Jonathan Gosier, founder and product director for metaLayer, a cloud-based data visualization software company, attended the three-month Pennsylvania-based DreamIt Ventures accelerator program last year. Although metaLayer was making money and had earned more than $100,000 in revenues for 2011, the accelerator helped Gosier restructure the business and tweak his pitch to be more attractive to investors. Most importantly, it gave him access to a critical network of mentors.

“Some people have access to great networks, maybe because they went to the right schools or they live in the right city,” says the 31-year-old. “But if you’re outside those two environments, it really helps to go through a program where you’re mentored by people who have access to those networks and who can give you insight as to how investors look at companies that are trying to raise money.” Gosier and his team are now working on raising $1 million through venture capitalists and angel investors. So far they’ve secured $200,000.

DreamIt Ventures is a startup business accelerator with programs in New York, Philadelphia, and Tel-Aviv, Israel. It also has a minority startup track to provide brand building, business development, financial modeling, and customer acquisition. “We focus on working with early stage companies, and they tend to be technology oriented,” says William Crowder, a managing director at DreamIt. “In most cases we work with these companies to get them prepared to pitch to venture capitalists and angel investors.” Startups that are funneled through DreamIt receive company stipends of up to $25,000, and the accelerator takes a 6% equity stake.

Similar to a business incubator, DreamIt houses all the companies under one roof.
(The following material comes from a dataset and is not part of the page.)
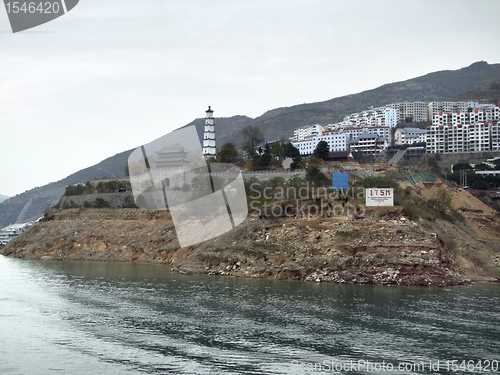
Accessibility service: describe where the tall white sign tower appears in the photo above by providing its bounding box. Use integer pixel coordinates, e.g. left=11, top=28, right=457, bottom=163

Although both incubators and accelerators offer business support and growth services, there are differences. According to the National Business Incubation Association, an incubator’s primary objective is to help develop successful, financially independent startups by equipping them with management guidance, technical assistance, networking opportunities, and consulting services. Businesses can stay in an incubator for up to two years before graduating.